Year 13 Colfox student Thaisen Chant has won a prestigious place presenting to the Royal Society in London.
Thaisen completed his Nuffield Research Placement ‘How does the composition of a star change throughout its lifetime?’ under the mentorship of Brian Sheen at Roseland Observatory in Cornwall.
Thaisen, currently studying Physics, Maths, Further Maths and Chemistry in the Beaminster Colfox Joint Sixth Form, applied to complete the project whilst in Year 12. The project was commended by the Nuffield Foundation for the quality of research and his written report, which showed Thaisen’s ‘flair for science and scientific communication’.

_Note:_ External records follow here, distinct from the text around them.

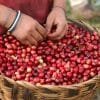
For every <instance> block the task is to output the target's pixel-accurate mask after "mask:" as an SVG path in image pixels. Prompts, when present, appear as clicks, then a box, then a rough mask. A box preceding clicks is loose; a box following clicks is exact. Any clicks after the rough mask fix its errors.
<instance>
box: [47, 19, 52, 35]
mask: <svg viewBox="0 0 100 100" xmlns="http://www.w3.org/2000/svg"><path fill="white" fill-rule="evenodd" d="M52 26H53V19H47V22H46V30H47V33H48V34H49V33H50V32H51V29H52Z"/></svg>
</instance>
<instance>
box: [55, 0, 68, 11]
mask: <svg viewBox="0 0 100 100" xmlns="http://www.w3.org/2000/svg"><path fill="white" fill-rule="evenodd" d="M53 6H59V7H62V8H63V9H65V10H66V0H53Z"/></svg>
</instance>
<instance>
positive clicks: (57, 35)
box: [46, 7, 67, 40]
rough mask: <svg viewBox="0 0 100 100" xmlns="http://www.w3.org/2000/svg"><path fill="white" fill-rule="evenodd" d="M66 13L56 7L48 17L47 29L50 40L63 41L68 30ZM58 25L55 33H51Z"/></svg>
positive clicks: (47, 22)
mask: <svg viewBox="0 0 100 100" xmlns="http://www.w3.org/2000/svg"><path fill="white" fill-rule="evenodd" d="M66 24H67V21H66V17H65V12H64V10H63V9H62V8H59V7H55V8H53V10H52V11H51V13H50V14H49V15H48V17H47V22H46V29H47V33H48V36H49V38H51V39H53V40H56V39H61V38H62V37H63V36H64V35H65V32H66V30H67V28H66ZM55 25H56V30H55V32H53V33H51V30H52V27H53V26H55Z"/></svg>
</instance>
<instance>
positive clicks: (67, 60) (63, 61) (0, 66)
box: [0, 24, 100, 85]
mask: <svg viewBox="0 0 100 100" xmlns="http://www.w3.org/2000/svg"><path fill="white" fill-rule="evenodd" d="M0 73H1V74H3V75H5V76H7V77H9V78H11V79H13V80H15V81H17V80H25V81H28V82H30V83H32V84H35V85H36V84H46V85H71V84H75V83H80V82H83V81H87V80H89V79H91V78H93V77H95V76H96V75H100V36H99V35H98V34H97V33H96V32H94V33H90V32H89V31H86V30H85V29H83V28H80V27H78V26H77V25H74V24H68V30H67V31H66V35H65V36H64V37H63V38H62V39H61V40H58V41H51V40H49V39H46V40H44V41H43V42H41V43H39V45H38V46H37V47H35V46H32V47H28V46H24V45H22V44H21V43H20V42H19V41H18V40H16V39H15V38H14V37H13V36H10V35H0Z"/></svg>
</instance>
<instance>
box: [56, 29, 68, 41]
mask: <svg viewBox="0 0 100 100" xmlns="http://www.w3.org/2000/svg"><path fill="white" fill-rule="evenodd" d="M66 31H67V28H66V27H65V28H64V30H63V31H62V32H61V34H60V35H59V36H58V37H56V38H55V40H59V39H61V38H63V37H64V35H65V34H66Z"/></svg>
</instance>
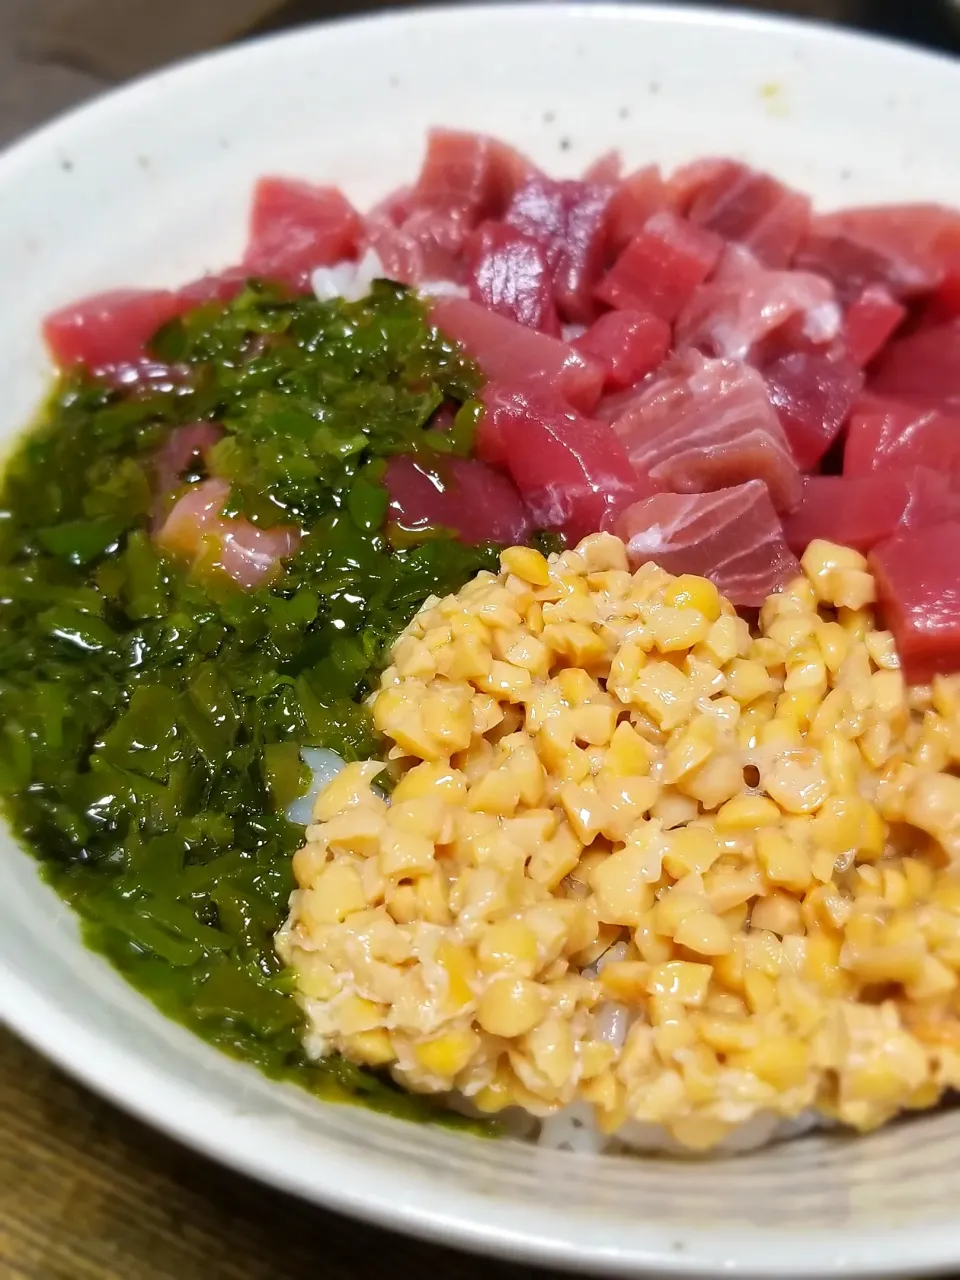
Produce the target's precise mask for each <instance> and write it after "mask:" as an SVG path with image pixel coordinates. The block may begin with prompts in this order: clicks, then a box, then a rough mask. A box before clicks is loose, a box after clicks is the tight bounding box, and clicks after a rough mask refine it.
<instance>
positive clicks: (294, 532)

Using astro-spectroscopy to develop a greater understanding of how the composition of stars change throughout their lifetime, Thaisen used cutting-edge equipment to capture a range of light from distant stars. The resulting images were studied, enabling the identification of the stars; their chemical composition and temperature. This information was then used to work out the age of the stars.
Thaisen has been selected to present his stellar research at the Royal Society Student Conference, London, in December. This event is highly competitive and only five students from over 1,000 applicants were selected. The conference will celebrate student research projects from across the UK, putting young researchers centre stage and supporting investigative science in schools and colleges.
Rachel Delourme, Nuffield co-ordinator, said ‘Thaisen was dedicated, creative, hard-working and resilient. His research is outstanding and a credit to him and his mentor. I am very proud that Thaisen has been selected to present his work at the Royal Society Conference.’ Adam Teasdale, Head of Sixth Form at Colfox Academy, said: ‘Thaisen dedicates himself completely to everything he does, whether in his studies or as part of the many extra-curricular activities he is involved in. He is truly exceptional, having passed GCSE Astronomy aged 13, volunteering at the Norman Lockyer Observatory in Devon and working in the Cavendish Laboratory in Cambridge. I am not surprised Thaisen has been selected to present at the Royal Society. He is a very talented student indeed and we are all very proud of him.’
In characteristically humble fashion, Thaisen added: ‘I’m really chuffed! This was a great opportunity to work with leading professionals. The project allowed me to use equipment that I would never have had a chance to use. It was a privilege. I would like to thank Colfox, Brian and Rachel for this incredible opportunity.’
The Royal Society Conference gives students the opportunity to contribute and share their findings. Students build resilience by learning how to talk about their data and by taking part in academic peer review processes. The conference also allows students to network with others interested in their field of study.